Ausgezeichnet mit dem Wolfe- und dem Hammett-Award. Für den Shamus-Award war „Der gekaufte Tod“ als bestes Krimidebüt nominiert. Diese Preise verraten Krimifans, dass Stephen Mack Jones einen Privatdetektivkrimi geschrieben hat und angesichts der vorherigen mit dem Shamus-, Hammett- und Wolfe-Award ausgezeichneten Krimis dürfte es sich um ein gutes Buch handeln.
Die Story selbst erinnert auf den ersten Blick an unzählige andere Privatdetektivkrimis: Ich-Erzähler August Snow wird von der vermögenden Privatbankbesitzerin Eleanore Paget gebeten, herauszufinden, wer ihr Leben und ihre Bank bedroht. Kurz darauf ist sie tot. Snow, von Schuldgefühlen geplagt, weil er ihre Ängste für unbegründet hielt, beginnt herumzuschnüffeln.
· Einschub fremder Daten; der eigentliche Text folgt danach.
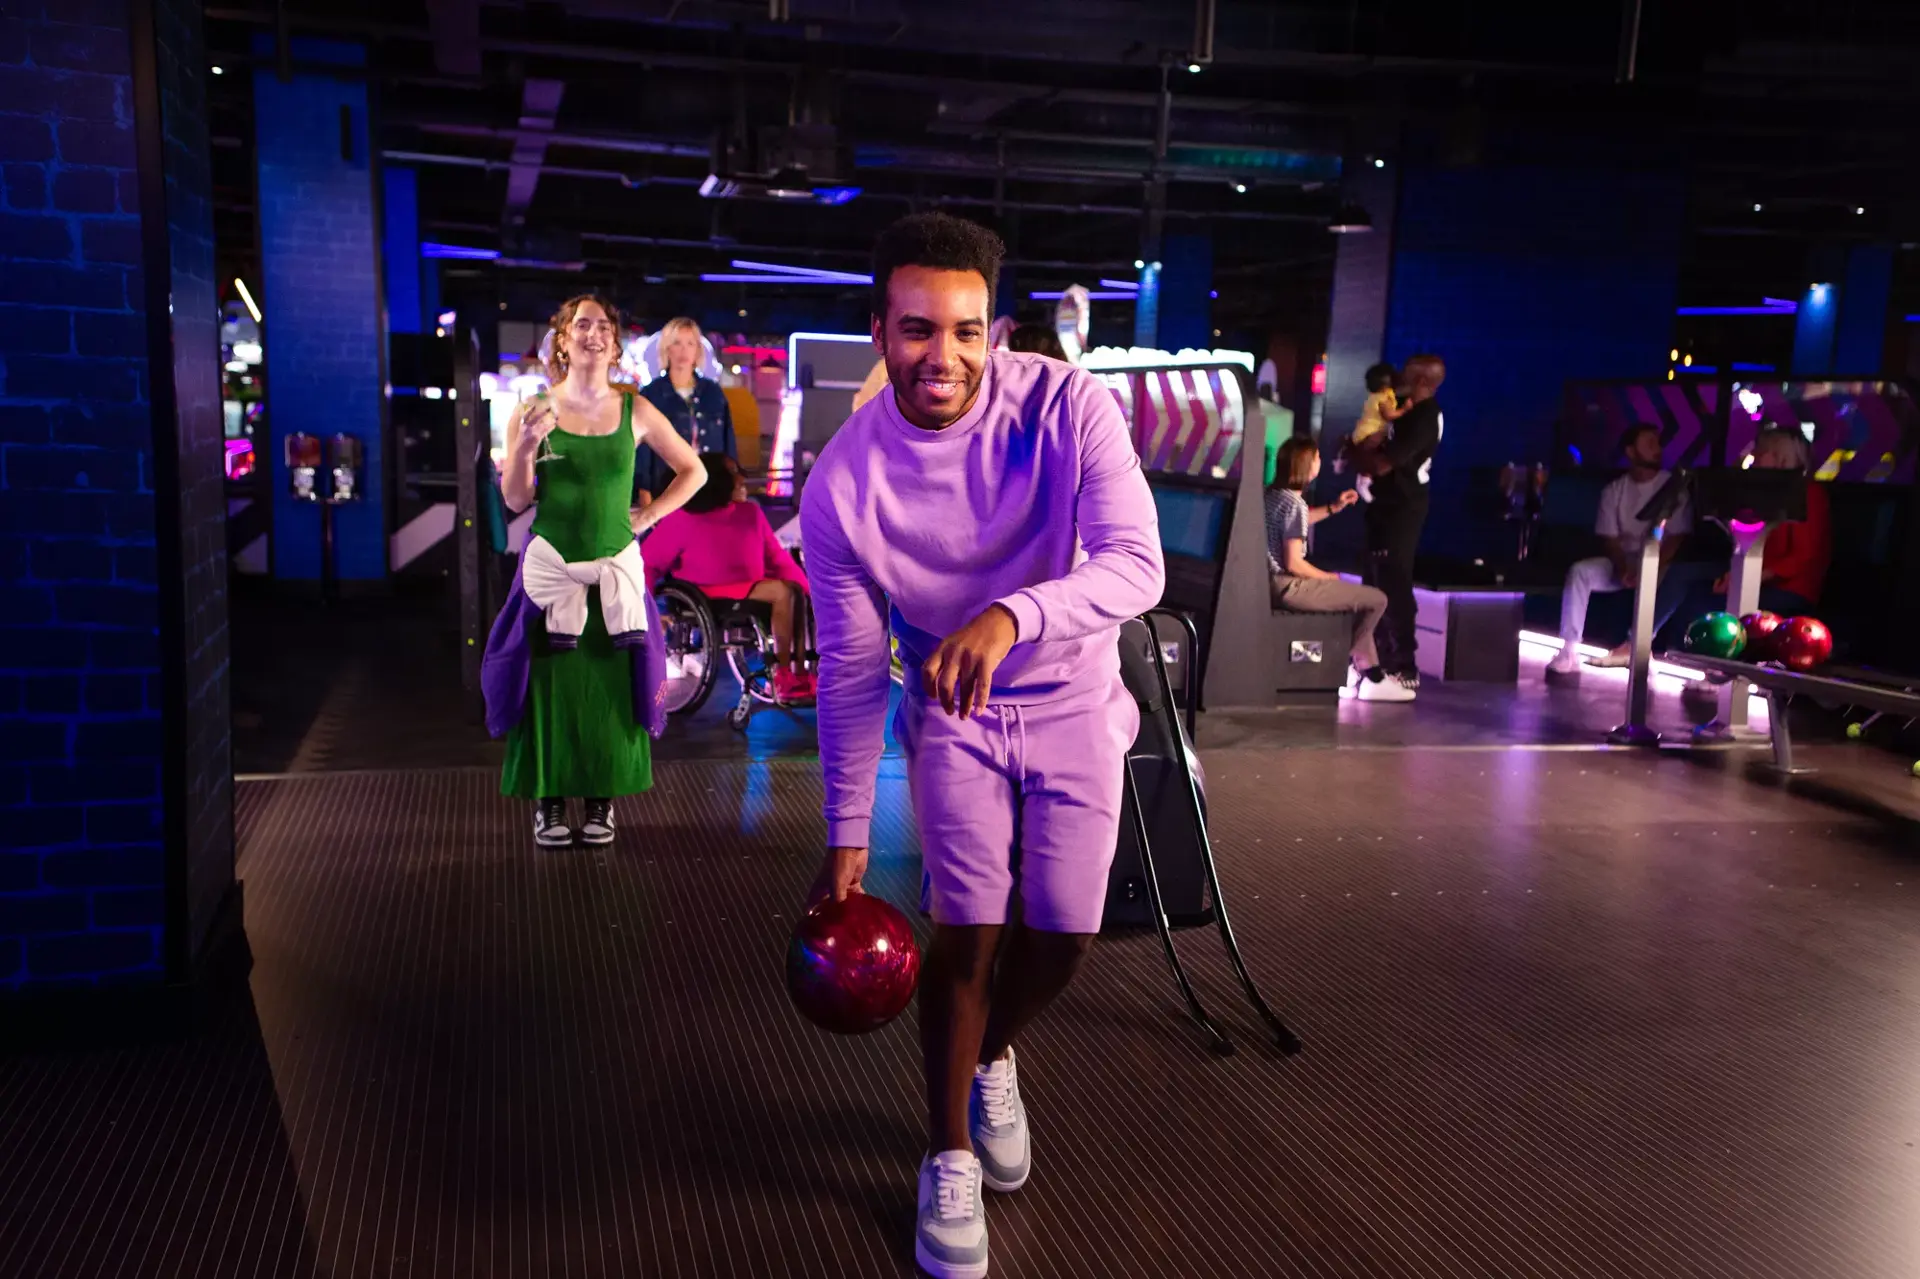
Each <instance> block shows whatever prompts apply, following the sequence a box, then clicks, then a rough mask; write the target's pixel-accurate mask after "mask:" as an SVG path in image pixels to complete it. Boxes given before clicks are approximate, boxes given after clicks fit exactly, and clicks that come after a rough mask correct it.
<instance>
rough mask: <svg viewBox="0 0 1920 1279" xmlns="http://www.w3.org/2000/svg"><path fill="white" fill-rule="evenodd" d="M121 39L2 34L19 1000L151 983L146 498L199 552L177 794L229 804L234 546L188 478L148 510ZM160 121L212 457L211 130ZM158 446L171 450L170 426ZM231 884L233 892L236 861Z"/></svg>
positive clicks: (151, 930)
mask: <svg viewBox="0 0 1920 1279" xmlns="http://www.w3.org/2000/svg"><path fill="white" fill-rule="evenodd" d="M157 8H159V10H161V13H159V27H161V31H163V33H165V31H167V29H169V27H171V31H173V44H171V50H163V54H161V79H165V77H167V75H173V79H175V81H177V83H182V81H186V79H194V77H198V75H200V65H202V63H204V58H202V54H200V33H198V6H190V4H188V2H186V0H163V2H161V4H159V6H157ZM169 13H171V17H169ZM56 15H58V21H56ZM129 31H131V29H129V6H127V4H125V2H123V4H113V2H111V0H108V2H100V4H56V2H54V0H48V2H46V8H44V10H42V8H40V6H38V4H27V2H25V0H21V2H15V4H8V8H6V17H0V989H12V991H23V989H48V987H65V985H92V983H138V981H156V979H159V977H161V976H163V962H165V953H167V951H165V926H167V908H165V906H167V878H169V855H167V845H165V839H163V828H165V812H167V805H169V797H167V793H165V787H163V776H161V759H163V749H165V736H163V716H165V714H167V705H169V701H173V699H169V691H167V689H169V688H171V686H169V684H167V682H165V680H163V676H161V653H163V645H161V615H163V609H161V595H159V590H157V578H159V563H161V555H159V553H161V547H159V545H157V530H159V528H161V526H171V519H169V520H161V519H159V517H161V509H159V507H157V505H156V501H161V503H167V507H169V515H171V513H173V509H175V503H179V507H177V509H179V513H180V519H179V526H180V530H182V538H188V536H190V538H196V540H198V551H194V549H186V553H184V555H182V572H184V574H194V572H198V574H200V576H198V580H196V584H194V586H190V588H186V590H192V591H194V593H198V595H204V597H205V599H202V616H200V645H198V651H196V661H198V664H200V666H198V668H200V676H202V678H200V682H198V686H194V684H192V682H190V686H188V705H194V699H198V701H200V714H202V720H200V722H202V736H198V737H196V739H194V751H196V753H198V755H200V757H202V762H204V764H205V766H204V768H198V770H194V768H188V774H190V776H194V774H198V776H200V778H202V785H204V787H205V789H207V791H209V793H215V795H219V793H225V787H227V785H230V784H228V782H227V780H225V772H227V757H225V736H227V728H225V714H227V712H225V661H227V659H225V595H223V593H221V590H223V584H221V586H219V588H215V586H211V584H209V582H207V578H205V563H207V561H215V563H225V547H223V545H217V543H211V545H209V543H207V540H205V534H207V522H205V519H188V515H190V509H192V507H205V505H207V503H209V501H211V509H213V513H215V515H217V513H219V511H221V494H219V490H217V486H215V490H213V492H211V495H209V494H207V490H205V486H204V484H202V486H200V488H192V486H194V484H196V480H194V472H192V471H190V469H182V484H180V486H177V488H175V490H173V492H163V494H159V495H156V461H157V457H156V417H154V405H152V401H150V369H148V361H146V353H148V328H146V315H144V273H142V236H140V182H138V157H136V140H134V117H132V113H134V81H132V75H131V63H132V60H131V48H132V44H131V35H129ZM165 40H167V36H165V35H161V42H163V44H165ZM169 56H171V58H175V60H179V65H175V67H169V65H167V60H169ZM177 96H179V94H177ZM169 125H171V127H173V129H175V134H177V138H175V150H177V152H179V154H180V156H194V154H198V161H200V167H198V169H192V167H188V165H182V173H180V181H179V182H177V188H175V190H173V192H171V196H173V200H175V204H177V213H179V217H177V223H179V229H180V230H188V232H190V230H194V229H198V230H200V232H202V242H204V244H202V246H200V259H198V261H200V277H202V278H205V284H204V286H202V288H200V292H198V294H196V292H192V290H194V284H192V278H182V277H177V278H175V280H173V288H175V298H177V300H180V302H184V303H186V305H188V307H190V309H188V311H186V313H182V315H180V317H179V321H177V323H175V332H173V344H175V348H177V350H179V351H180V359H182V361H184V365H188V369H186V374H184V380H182V390H186V388H188V384H198V392H194V394H196V396H198V398H200V415H202V417H200V421H202V422H204V421H207V417H211V421H213V432H215V436H213V447H215V449H217V447H219V444H217V436H219V405H217V384H215V382H213V369H211V365H213V361H215V359H217V353H215V355H209V357H205V363H207V369H205V371H200V373H198V382H196V373H194V369H192V363H194V359H196V351H198V353H205V351H207V342H217V330H213V311H211V278H209V277H211V211H209V204H207V194H209V186H207V171H205V148H207V142H205V127H204V115H200V113H184V117H182V119H177V121H169ZM182 290H184V292H182ZM196 309H198V311H200V315H198V317H196V315H194V311H196ZM198 328H205V330H207V332H209V334H213V336H211V338H198V336H196V332H198ZM196 342H198V346H196ZM213 350H215V351H217V346H215V348H213ZM209 384H211V388H213V390H211V396H213V399H211V403H209V401H207V386H209ZM163 434H165V438H167V446H169V447H173V430H171V426H169V428H167V430H165V432H163ZM180 440H182V442H184V440H188V432H186V430H182V432H180ZM202 444H204V440H202ZM215 465H217V463H215ZM200 515H202V517H204V515H205V511H204V509H202V511H200ZM196 555H198V557H196ZM209 689H211V691H209ZM215 691H217V701H219V707H217V711H215V709H213V701H215ZM215 718H217V720H219V722H217V726H215ZM209 774H213V776H211V780H207V778H209ZM202 801H204V803H200V805H188V808H198V818H194V816H192V814H190V820H198V822H200V830H202V839H204V841H205V843H215V845H217V841H219V839H221V837H223V833H225V839H227V847H228V851H230V807H227V808H225V810H223V808H221V807H219V803H217V801H213V803H205V797H202ZM171 803H182V801H180V799H179V797H175V799H173V801H171ZM182 857H184V853H182ZM173 864H175V866H184V862H179V860H175V862H173ZM227 870H228V880H227V883H228V885H230V855H228V862H227Z"/></svg>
Und er entdeckt, was der gestandene Krimifan erwartet: etliche Familiengeheimnisse, einige davon tödlich, illegale Geschäfte, Verbindungen zum Organisierten Verbrechen und ein FBI, das sich für Paget und ihre Bank interessiert.
Aber wie Stephen Mack Jones diese Geschichte erzählt und wie er dabei die Regeln des Genres achtet, die Klassiker zitiert und in die Gegenwart überträgt, ist dann überaus gelungen. Natürlich ist August Snow als Privatdetektiv (auch wenn er in „Der gekaufte Tod“ ohne Lizenz als Amateurdetektiv ermittelt) ein Kind von Sam Spade, Philip Marlowe, Lew Archer, etwas Mike Hammer und Spenser. Er ist Anfang Dreißig, Kriegsveteran, Ex-Polizist (weil seine Entlassung problematisch war, wurde ihm der Abschied mit 12 Millionen Dollar versüßt), Single, hat einige hilfreiche Freunde (teils bei der Polizei, teils nicht) und, jetzt kommen wir zum modernen Teil, er ist tief in seiner Community verwurzelt. Bei Snow ist es Mexicantown, der Teil von Detroit, in dem Mexikaner und Afroamerikaner leben. Sein Vater, ein Polizist, war Afroamerikaner,. Seine Mutter, eine Malerin, war Mexikanerin. Nach seiner Entlassung und einer einjährigen Weltreise lebt Snow jetzt wieder in seinem Elternhaus. Mit seinem Entlassunggeld hat er in der Straße schon einige Häuser gekauft und renoviert. Er ist ein Teil dieser Gemeinschaft und er passt auf sie auf.
Snows Erfinder, Stephen Mack Jones, hat seinen Dashiell Hammett, Raymond Chandler, Ross MacDonald, Mickey Spillane und Robert B. Parker gelesen; um nur einige zu nennen, um nur die zu nennen, die allgemeim bekannt sein dürften und um ein elend langes nur den Rezensenten befriedigendes Name-Dropping zu vermeiden. Jones hat auch George Pelecanos gelesen. Genau wie Pelecanos taucht er tief in die Stadt, in der die Geschichte spielt, ein. Oft hatte ich den Eindruck, eine Mischung aus Reiseführer in die schmuddeligen Ecken Detroits und Sozialreportage zu lesen. Wie Pelecanos thematisiert Jones die sozioökonomischen Verwerfungen in den USA, die Armut, den Rassismus, die alltägliche Gewalt (schon vor dem Tod von Paget verlässt Snow seine Wohnung normalerweise mit einer Pistole in der Hand) und den Alltag der Menschen, die täglich um ihr Überleben kämpfen müssen.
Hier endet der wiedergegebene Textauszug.